Women’s sports in Iran lack sponsors
April 6 is recognized as International Day of Sport for Development and Peace. On this day in 1896, the first modern summer Olympics was hosted by Greece. By designating this day, the United Nations has recognized sport as a fundamental right for all people. The United Nations views sport as a powerful tool for strengthening ties among a nation and promoting the aspirations of peace, brotherhood, solidarity, nonviolence and justice in the world. However, this fundamental right is denied to women in Iran. The Iranian regime systematically and in various ways restricts women’s sports. Women athletes in Iran are subject to the highest pressure and limitations.
Lack of public and private sponsors for women’s sports
Women’s sports teams and female athletes do not have any governmental or private support.
One of the reasons for the lack of sponsorship of women’s sports teams is the prohibition of television broadcasts and producing photos and reports from their competitions.
Shahnaz Yari, the head coach of the female Sepidrood futsal team in Tehran said, “Sponsors want to be seen. Otherwise, they would not fund (any team), and this is one of the most basic problems that have made things difficult for women’s futsal teams.”
During the 2018 football league, 14 teams were supposed to participate, but the number of teams first reduced to 11 due to lack of sponsors who finance the teams. (The state-run ISNA news agency – August 8, 2018)
Economic problems and lack of government support prevented many futsal teams from competing in this year’s league. As a result, the start of the league had to be postponed.
The head coach of the Sherkat Melli Haffari Futsal Club, Zivar Babaii said, ” They call it the professional league, but nothing is professional. You can see this unprofessionalism in a wide range of issues including the stadiums where the games are held and the contracts. When we say professional, it means that this is my profession and this is how I earn my salary, but this is not what happens in Iran.” (The state-run ISNA news agency – August 12, 2018)
Sometimes, the teams are dissolved all together, due to lack of sponsors. At other times, the teams do not have the funds to travel to another city to take part in the tournaments.
Professional female athletes do not receive salaries and gold medal winners are abandoned to earn their living by peddling in the streets, selling pickles, and farming.
Sports facilities for women’s sports
The league of women’s football teams in Iran faces sub-standard conditions for the winter games even in the capital, Tehran. This shortage has added to the problems and games cannot be held regularly and with good quality.
In one of the women’s games in West Azerbaijan, the field was covered with snow causing several hours of delay in the game.
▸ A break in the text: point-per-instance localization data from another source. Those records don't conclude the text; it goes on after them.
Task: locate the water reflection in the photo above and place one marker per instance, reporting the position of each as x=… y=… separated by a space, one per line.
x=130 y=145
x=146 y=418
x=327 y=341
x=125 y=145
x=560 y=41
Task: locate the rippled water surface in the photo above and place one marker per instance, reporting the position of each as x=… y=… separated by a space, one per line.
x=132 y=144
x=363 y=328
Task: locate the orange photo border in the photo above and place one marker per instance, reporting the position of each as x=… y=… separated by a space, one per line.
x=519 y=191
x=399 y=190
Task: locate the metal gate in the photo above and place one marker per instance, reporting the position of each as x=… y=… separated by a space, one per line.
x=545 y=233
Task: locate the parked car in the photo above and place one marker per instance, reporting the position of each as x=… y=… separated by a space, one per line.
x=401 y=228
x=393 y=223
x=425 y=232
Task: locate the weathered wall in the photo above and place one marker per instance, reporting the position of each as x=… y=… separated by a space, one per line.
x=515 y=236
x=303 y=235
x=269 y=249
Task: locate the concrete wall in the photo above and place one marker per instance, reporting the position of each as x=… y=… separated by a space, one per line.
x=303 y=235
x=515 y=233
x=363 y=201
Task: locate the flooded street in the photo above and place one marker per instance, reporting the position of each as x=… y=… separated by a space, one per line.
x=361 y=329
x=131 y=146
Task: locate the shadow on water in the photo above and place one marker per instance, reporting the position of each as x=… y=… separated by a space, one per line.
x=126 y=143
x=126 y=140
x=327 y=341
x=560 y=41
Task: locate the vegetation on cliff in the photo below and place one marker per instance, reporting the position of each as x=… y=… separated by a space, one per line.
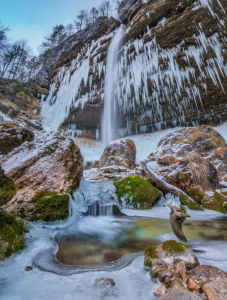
x=12 y=232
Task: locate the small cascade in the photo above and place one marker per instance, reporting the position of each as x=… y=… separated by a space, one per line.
x=109 y=118
x=95 y=210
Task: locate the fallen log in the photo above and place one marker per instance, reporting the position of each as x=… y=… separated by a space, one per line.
x=169 y=188
x=177 y=217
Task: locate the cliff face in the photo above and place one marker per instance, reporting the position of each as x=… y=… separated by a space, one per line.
x=172 y=70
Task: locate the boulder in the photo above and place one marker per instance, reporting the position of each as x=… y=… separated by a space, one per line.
x=12 y=136
x=216 y=290
x=179 y=295
x=166 y=255
x=44 y=170
x=215 y=201
x=119 y=153
x=137 y=192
The game between two other teams in Tehran was delayed because the field had been covered with rain water and snow. The quality of field was very bad and the players were covered with mud and they had to change their official uniform after the first half-time.
Hajar Khorassani, supervisor of the women’s football team of Isfahan’s Steel Company had an interview with ISNA news agency. She said, “The quality of the field was not good at all. When my players stepped into the field, they plunged into mud and could hardly pull out their feet. Who would account if the ACL (Anterior Cruciate Ligament) of one of the players gets injured? I would have never imagined that we would face such a field in Tehran.”
The women’s national volleyball team of Iran practice with their own sportswear and do not receive any support from the Sports Federation. (The state-run ISNA news agency – April 25, 2018)
The Iranian women’s rowing team exercises in black water. All around the exercise area is covered with sharp shells which injure the athletes. For group exercises, the athletes have to buy their own ores which should be provided by the rowing delegation. The boat given to the Iranian women’s rowing team is one that was being used ten years ago in Tehran and has been repeatedly repaired.
Despite such deplorable conditions and lack of any government or any other form of support, the highly motivated Iranian women challenge all problems and gain champion titles in Asia despite obstructions of the misogynistic regime.